前回、「賢兄愚弟」の話を書いた後、こんなタイトルの映画があったなと思ってネットで検索してみたがヒットしない。「愚弟賢兄」で検索したらヒットした。かなり昔の映画だ。最初の映画化が1931年だから、昭和6年である。77年前になる。

松竹キネマ蒲田撮影所の制作で、五所平之助が監督している。サイレント時代から監督をしている人だ。小津安二郎監督より一歳上になる。その映画の原作小説は、佐々木邦が書いていた。最後の佐々木邦全集が出たのは僕が学生の頃だったが、その時すでに過去の作家だった。

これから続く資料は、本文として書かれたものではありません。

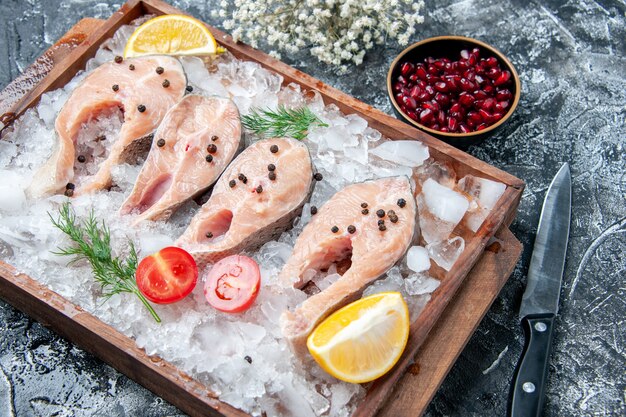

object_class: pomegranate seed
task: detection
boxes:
[474,90,489,100]
[409,85,422,98]
[459,91,475,107]
[435,81,449,93]
[493,71,511,87]
[491,113,504,123]
[480,97,496,111]
[485,68,502,80]
[496,88,513,101]
[435,93,450,107]
[448,117,458,132]
[437,110,446,125]
[420,109,434,123]
[400,62,415,77]
[494,101,509,113]
[467,111,483,125]
[485,57,498,68]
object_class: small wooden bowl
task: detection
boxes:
[387,36,521,149]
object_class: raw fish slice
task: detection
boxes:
[177,138,313,265]
[121,95,243,222]
[279,177,417,353]
[28,56,187,197]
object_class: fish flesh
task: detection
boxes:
[121,95,243,222]
[278,177,417,354]
[28,56,187,197]
[176,138,313,265]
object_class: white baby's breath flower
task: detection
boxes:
[218,0,424,72]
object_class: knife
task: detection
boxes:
[508,163,572,417]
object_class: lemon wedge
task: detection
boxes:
[307,292,410,383]
[124,14,224,58]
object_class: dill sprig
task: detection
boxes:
[241,105,328,140]
[48,202,161,323]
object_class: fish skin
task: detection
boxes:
[176,138,313,266]
[27,55,187,198]
[120,95,244,223]
[278,177,417,357]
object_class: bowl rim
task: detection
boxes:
[387,35,522,139]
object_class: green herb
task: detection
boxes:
[242,106,328,140]
[48,203,161,323]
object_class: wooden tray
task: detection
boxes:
[0,0,524,417]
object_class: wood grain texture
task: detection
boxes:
[0,0,524,416]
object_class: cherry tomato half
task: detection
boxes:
[204,255,261,313]
[135,246,198,304]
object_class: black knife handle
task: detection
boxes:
[508,314,555,417]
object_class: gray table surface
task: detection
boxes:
[0,0,626,416]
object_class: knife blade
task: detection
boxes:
[508,163,572,417]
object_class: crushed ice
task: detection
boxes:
[0,17,504,416]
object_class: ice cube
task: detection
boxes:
[406,246,430,272]
[417,179,469,243]
[370,140,429,167]
[404,273,440,295]
[426,236,465,271]
[139,233,174,256]
[413,158,456,193]
[458,175,506,232]
[0,170,26,212]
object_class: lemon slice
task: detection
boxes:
[307,292,410,383]
[124,14,223,58]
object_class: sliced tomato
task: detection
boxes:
[135,246,198,304]
[204,255,261,313]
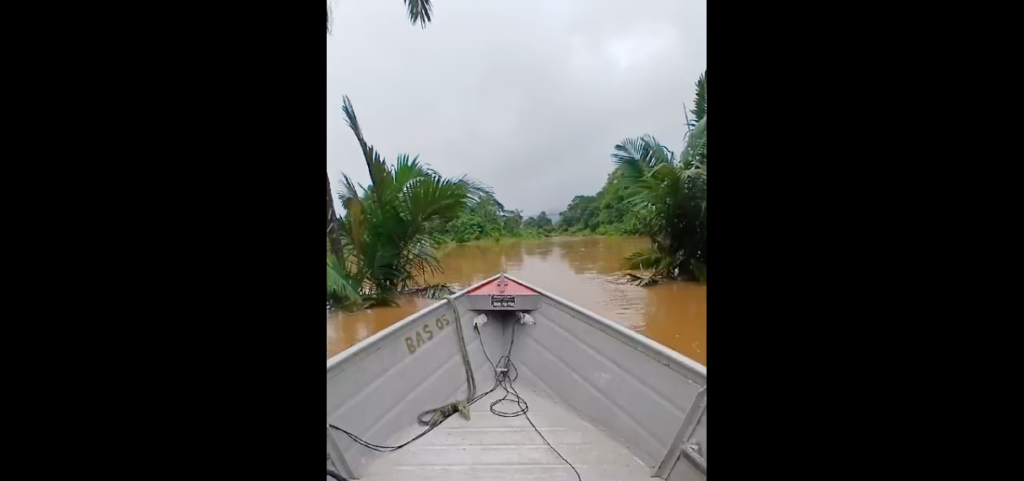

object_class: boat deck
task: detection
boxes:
[360,383,651,481]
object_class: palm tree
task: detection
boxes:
[329,96,485,304]
[327,0,433,34]
[612,71,708,282]
[327,0,433,299]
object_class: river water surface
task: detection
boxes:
[327,237,708,365]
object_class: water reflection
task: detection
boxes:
[328,237,708,365]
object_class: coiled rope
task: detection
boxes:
[328,302,583,481]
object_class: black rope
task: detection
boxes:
[328,315,583,481]
[473,322,583,481]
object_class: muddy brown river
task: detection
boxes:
[327,237,708,365]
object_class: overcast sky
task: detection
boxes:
[327,0,708,216]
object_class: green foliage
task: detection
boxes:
[329,96,492,305]
[612,69,708,282]
[327,0,434,34]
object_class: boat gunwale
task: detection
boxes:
[327,273,708,386]
[506,275,708,386]
[327,273,501,374]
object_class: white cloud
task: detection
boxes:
[327,0,708,214]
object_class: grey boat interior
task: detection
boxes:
[326,275,708,481]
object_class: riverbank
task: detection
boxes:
[327,235,708,365]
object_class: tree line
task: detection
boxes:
[327,7,708,310]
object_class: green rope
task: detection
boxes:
[416,296,482,426]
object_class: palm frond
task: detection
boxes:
[690,71,708,122]
[404,0,433,29]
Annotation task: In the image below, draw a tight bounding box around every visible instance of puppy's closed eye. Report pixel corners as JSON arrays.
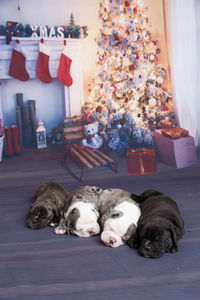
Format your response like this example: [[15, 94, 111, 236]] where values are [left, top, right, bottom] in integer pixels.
[[111, 212, 120, 218]]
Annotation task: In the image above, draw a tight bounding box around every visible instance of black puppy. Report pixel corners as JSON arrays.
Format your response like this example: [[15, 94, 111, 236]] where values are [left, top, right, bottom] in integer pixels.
[[127, 190, 184, 258], [27, 182, 71, 229]]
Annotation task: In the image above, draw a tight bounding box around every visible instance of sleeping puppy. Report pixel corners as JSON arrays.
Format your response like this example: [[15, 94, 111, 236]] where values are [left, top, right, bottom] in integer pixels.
[[127, 190, 184, 258], [27, 182, 70, 229], [100, 189, 140, 248], [54, 186, 102, 237]]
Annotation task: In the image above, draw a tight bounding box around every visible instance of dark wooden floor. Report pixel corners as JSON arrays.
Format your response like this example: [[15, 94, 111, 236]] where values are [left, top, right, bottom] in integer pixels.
[[0, 146, 200, 300]]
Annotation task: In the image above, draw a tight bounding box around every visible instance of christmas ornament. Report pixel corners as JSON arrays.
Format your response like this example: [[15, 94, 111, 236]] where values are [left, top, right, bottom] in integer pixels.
[[36, 39, 52, 83], [149, 98, 156, 106], [58, 40, 73, 87], [8, 40, 30, 81]]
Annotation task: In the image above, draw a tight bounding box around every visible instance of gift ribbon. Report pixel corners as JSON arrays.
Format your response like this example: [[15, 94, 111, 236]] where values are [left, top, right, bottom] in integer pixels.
[[131, 148, 152, 175]]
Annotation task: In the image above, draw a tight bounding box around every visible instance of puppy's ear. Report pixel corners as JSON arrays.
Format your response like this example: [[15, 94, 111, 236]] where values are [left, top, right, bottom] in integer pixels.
[[126, 231, 140, 249], [33, 206, 48, 219], [169, 227, 178, 253], [131, 193, 142, 203], [140, 190, 163, 202]]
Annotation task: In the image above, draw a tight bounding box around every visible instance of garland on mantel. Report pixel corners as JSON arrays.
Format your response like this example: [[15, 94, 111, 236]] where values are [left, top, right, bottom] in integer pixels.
[[0, 14, 88, 44]]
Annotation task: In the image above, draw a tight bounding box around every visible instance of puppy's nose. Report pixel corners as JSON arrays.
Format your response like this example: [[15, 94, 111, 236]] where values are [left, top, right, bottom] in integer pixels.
[[88, 227, 95, 235], [110, 237, 116, 245]]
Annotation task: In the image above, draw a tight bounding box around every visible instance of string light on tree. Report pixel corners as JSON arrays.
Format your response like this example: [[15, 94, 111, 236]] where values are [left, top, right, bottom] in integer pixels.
[[83, 0, 175, 154]]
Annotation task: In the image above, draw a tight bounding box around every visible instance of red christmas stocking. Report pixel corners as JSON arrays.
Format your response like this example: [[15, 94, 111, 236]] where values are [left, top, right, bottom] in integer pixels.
[[58, 41, 73, 86], [8, 40, 30, 81], [37, 39, 52, 83]]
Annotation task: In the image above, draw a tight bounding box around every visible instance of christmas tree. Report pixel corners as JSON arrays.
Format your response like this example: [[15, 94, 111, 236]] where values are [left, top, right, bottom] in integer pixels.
[[83, 0, 175, 154]]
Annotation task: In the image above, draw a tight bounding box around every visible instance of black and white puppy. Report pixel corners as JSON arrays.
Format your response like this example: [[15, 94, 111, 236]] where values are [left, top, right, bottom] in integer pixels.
[[27, 182, 70, 229], [127, 190, 184, 258], [54, 186, 102, 237], [100, 189, 140, 248]]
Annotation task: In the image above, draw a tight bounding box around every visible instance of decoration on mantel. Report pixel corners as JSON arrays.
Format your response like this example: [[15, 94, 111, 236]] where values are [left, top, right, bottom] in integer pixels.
[[9, 40, 30, 81], [36, 39, 52, 83], [0, 14, 88, 44]]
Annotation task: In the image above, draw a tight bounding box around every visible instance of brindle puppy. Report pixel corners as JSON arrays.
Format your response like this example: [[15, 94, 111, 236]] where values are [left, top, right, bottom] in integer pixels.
[[27, 182, 70, 229]]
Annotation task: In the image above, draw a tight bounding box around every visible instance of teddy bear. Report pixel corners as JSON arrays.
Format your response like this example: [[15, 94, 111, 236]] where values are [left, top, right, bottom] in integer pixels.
[[81, 122, 103, 149]]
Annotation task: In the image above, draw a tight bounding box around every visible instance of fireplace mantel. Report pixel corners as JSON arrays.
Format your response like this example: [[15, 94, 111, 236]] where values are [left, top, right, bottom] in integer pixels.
[[0, 36, 83, 116]]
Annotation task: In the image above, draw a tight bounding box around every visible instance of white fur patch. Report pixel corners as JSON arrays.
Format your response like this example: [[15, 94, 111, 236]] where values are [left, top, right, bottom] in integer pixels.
[[65, 201, 100, 237], [101, 201, 141, 248]]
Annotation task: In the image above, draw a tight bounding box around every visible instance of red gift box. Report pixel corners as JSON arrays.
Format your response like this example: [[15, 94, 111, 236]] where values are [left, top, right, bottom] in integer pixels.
[[126, 148, 156, 175], [160, 120, 174, 129], [161, 126, 189, 139]]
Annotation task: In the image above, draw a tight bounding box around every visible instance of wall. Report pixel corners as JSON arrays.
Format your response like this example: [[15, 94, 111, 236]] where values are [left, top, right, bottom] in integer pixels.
[[0, 0, 168, 132]]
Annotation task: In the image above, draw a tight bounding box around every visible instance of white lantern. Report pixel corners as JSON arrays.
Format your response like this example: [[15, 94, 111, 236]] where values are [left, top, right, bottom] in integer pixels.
[[36, 121, 47, 149]]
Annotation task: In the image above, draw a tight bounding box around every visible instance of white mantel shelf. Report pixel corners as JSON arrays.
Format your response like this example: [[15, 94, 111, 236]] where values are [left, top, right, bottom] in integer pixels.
[[0, 36, 83, 116]]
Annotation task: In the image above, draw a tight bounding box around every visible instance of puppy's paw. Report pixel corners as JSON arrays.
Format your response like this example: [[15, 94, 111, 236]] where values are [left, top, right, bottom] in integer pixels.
[[54, 226, 66, 234]]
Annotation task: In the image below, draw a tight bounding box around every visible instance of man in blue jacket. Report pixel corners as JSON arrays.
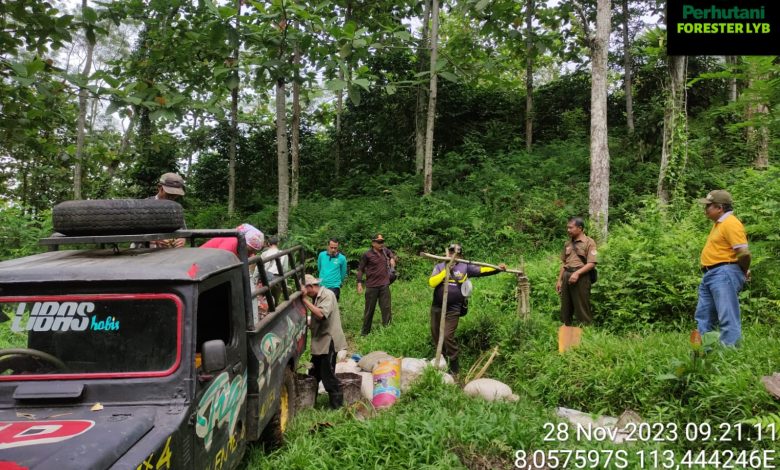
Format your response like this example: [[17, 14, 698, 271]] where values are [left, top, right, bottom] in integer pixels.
[[317, 238, 347, 300]]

佐々木邦はユーモア小説、児童小説の世界で人気作家になった人だ。戦前から人気があり、東京オリンピック開会式の半月ほど前に亡くなった。今は著作を入手するのも困難だ。「愚弟賢兄」は彼の代表作で読者も多かったのか、1953年に再映画化されている。

再映画化の監督は、後に「張り込み」(1958年)「砂の器」(1974年)など松本清張の小説を映画化して名作を作る野村芳太郎である。「愚弟賢兄」は22年も経って再映画化されるのだから人気のある小説だったのだろう。僕は小説も読んでいないし、映画を見ていないので内容はまったくわからない。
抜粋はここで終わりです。